Once you’ve made an offer and it’s been accepted, a closing date will be set up. The closing date is set when your mortgage is approved and you sign a commitment letter with your lender. Make sure the closing date is before your lock-in rate expires.
A number of people attend closing. They usually include:
* You, the homebuyer.
* The seller of the home (though not always at the same time).
* The closing agent, the title insurance representative, and the escrow agent. (These can be several different people or one person handling all three issues. Closing agents coordinate the closing by recording closing documents, dispersing funds, etc.)
* The real estate agent.
What should I do before and at closing?
Review the documents.
Ask for the closing documents before the actual closing and read them carefully. It may be a good idea to have a lawyer review them with you. Understand what you'll be asked to sign before the meeting.
Understand the closing costs.
Closing costs can include many different things and can add up to a sizeable amount of money. Be prepared. Know exactly what's included in your closing costs and the total amount you'll be expected to pay at the closing meeting. Your lender should clearly explain all closing costs. Find out in advance if checks will be accepted or if your lender must supply a cashier’s check.
Attend the closing meeting.
Closing meetings are standard in the home buying process, although there are a few states where there are no closing meetings. You'll sign documents like the closing statement, mortgage note, and truth-in-lending statement. Proof of insurance and inspections as well any monies due are required before you get the keys to your new home.
The following are the most important items that you will need prior to or at closing and some hints regarding them:
A Closing cost estimate: This should first be given to you by your Agent at the time of the contract, and then given to you by the Lender, a Good Faith Estimate, shortly after the application for the loan. This should give you a reasonably close estimate of funds you will need at the time of closing.
Homeowners' Insurance Policy: This must be secured prior to the date of closing. For more information on coverages (and saving money) see the Homeowners' Insurance section.

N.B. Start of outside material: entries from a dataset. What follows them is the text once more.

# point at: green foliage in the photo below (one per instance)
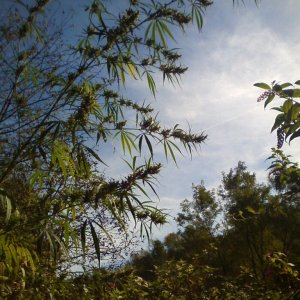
(240, 241)
(288, 118)
(62, 105)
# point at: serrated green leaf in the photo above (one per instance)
(96, 242)
(262, 85)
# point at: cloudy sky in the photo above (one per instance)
(237, 47)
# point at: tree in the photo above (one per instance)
(62, 103)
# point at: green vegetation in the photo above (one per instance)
(63, 106)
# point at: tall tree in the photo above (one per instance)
(62, 104)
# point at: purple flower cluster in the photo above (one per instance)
(265, 95)
(280, 138)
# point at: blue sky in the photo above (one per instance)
(237, 47)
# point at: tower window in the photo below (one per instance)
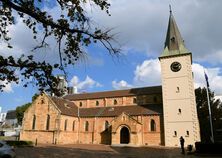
(152, 126)
(65, 126)
(47, 122)
(115, 102)
(178, 90)
(106, 125)
(73, 125)
(33, 122)
(188, 133)
(134, 100)
(179, 111)
(154, 99)
(86, 126)
(175, 133)
(97, 103)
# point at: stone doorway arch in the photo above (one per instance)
(124, 135)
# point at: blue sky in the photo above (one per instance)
(141, 29)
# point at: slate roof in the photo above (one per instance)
(116, 93)
(133, 110)
(67, 107)
(174, 43)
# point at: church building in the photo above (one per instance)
(157, 115)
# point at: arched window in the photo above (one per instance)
(65, 125)
(47, 122)
(106, 125)
(33, 122)
(86, 126)
(115, 102)
(179, 111)
(154, 99)
(97, 103)
(152, 125)
(73, 125)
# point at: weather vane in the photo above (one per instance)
(170, 8)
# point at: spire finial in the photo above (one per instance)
(170, 9)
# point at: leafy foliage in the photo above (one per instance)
(73, 28)
(21, 109)
(203, 113)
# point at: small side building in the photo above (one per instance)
(113, 117)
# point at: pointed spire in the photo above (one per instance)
(174, 43)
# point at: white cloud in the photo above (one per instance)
(148, 73)
(214, 77)
(88, 83)
(121, 85)
(142, 26)
(7, 88)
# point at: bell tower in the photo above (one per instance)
(179, 105)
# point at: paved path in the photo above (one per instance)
(98, 151)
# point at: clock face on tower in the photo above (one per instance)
(175, 66)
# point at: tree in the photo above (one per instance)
(21, 109)
(73, 28)
(203, 113)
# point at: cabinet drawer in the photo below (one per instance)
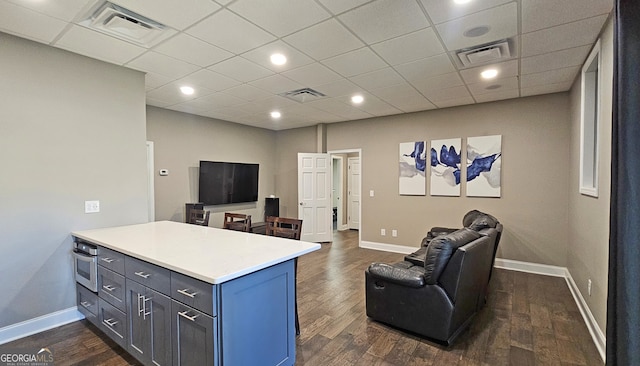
(113, 322)
(148, 274)
(111, 259)
(111, 287)
(87, 303)
(195, 293)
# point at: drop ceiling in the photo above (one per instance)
(400, 55)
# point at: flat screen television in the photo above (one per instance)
(223, 183)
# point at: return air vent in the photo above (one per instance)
(490, 53)
(303, 95)
(125, 24)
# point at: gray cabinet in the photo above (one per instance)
(194, 336)
(149, 316)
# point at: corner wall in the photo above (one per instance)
(71, 129)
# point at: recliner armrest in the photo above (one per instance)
(399, 275)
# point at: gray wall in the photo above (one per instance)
(588, 250)
(71, 129)
(181, 140)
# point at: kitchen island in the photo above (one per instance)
(179, 294)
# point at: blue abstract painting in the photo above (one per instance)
(445, 167)
(484, 165)
(413, 162)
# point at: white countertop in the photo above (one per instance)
(208, 254)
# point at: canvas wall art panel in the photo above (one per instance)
(411, 173)
(445, 167)
(484, 165)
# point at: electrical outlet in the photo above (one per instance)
(91, 206)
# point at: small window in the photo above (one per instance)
(589, 123)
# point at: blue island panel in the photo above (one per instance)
(258, 321)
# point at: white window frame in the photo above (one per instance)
(590, 108)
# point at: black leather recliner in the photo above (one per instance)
(439, 299)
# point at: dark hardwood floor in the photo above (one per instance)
(528, 320)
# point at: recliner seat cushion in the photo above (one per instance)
(441, 249)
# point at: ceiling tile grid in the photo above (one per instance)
(400, 55)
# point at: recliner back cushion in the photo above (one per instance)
(483, 221)
(441, 249)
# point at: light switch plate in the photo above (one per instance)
(91, 206)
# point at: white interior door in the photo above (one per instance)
(353, 183)
(314, 196)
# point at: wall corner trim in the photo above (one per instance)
(39, 324)
(402, 249)
(599, 339)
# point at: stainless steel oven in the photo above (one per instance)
(85, 264)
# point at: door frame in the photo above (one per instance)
(359, 151)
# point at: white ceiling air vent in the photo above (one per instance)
(490, 53)
(303, 95)
(122, 23)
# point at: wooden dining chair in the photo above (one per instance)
(237, 222)
(199, 217)
(284, 227)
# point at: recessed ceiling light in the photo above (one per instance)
(187, 90)
(278, 59)
(489, 73)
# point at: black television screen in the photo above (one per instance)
(223, 183)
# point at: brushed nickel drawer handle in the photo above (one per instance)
(142, 274)
(184, 315)
(110, 322)
(185, 292)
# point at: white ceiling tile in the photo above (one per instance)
(248, 92)
(324, 40)
(502, 22)
(409, 47)
(494, 86)
(454, 102)
(241, 69)
(392, 19)
(440, 10)
(29, 24)
(425, 68)
(177, 14)
(209, 79)
(262, 56)
(281, 17)
(554, 60)
(499, 95)
(456, 92)
(338, 88)
(64, 10)
(561, 37)
(539, 14)
(505, 70)
(312, 75)
(550, 77)
(163, 65)
(97, 45)
(233, 34)
(355, 62)
(546, 89)
(277, 84)
(436, 83)
(192, 50)
(378, 79)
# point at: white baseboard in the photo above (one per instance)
(39, 324)
(388, 247)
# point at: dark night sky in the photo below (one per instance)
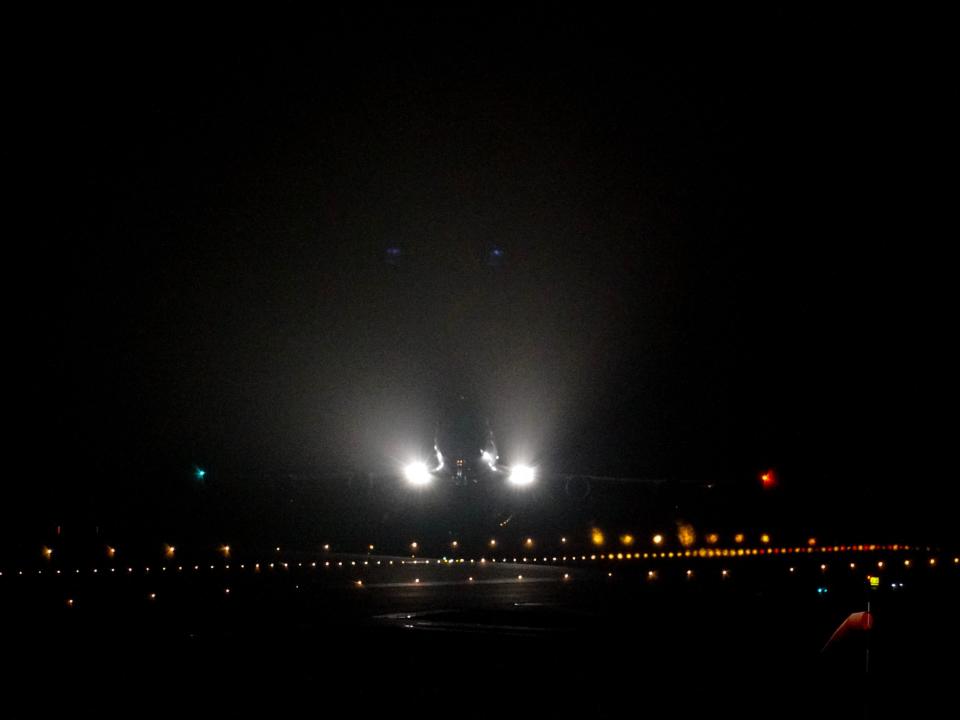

Settlement Statement: You should have a copy of the Settlement Statement before the date of Closing. Generally this will not be available until one or two days prior to the actual Closing, but it is important to have it because it gives you the total amount of cash you will need at Closing and also how those various funds will be dispersed. In addition, it gives you an opportunity to iron out any discrepancies prior to sitting down at the Closing table. Your Agent should also have a copy for review.
Certified Funds: On the day of Closing you will need certified funds for closing costs and down payments. This is an important reason for needing a copy of the Settlement Statement a day or two in advance--so you know the amount of funds needed and so that any problems can be handled in advance.
By making adequate preparations in advance, you will be far less likely to have nasty surprises when everyone (especially you!) is ready for closing.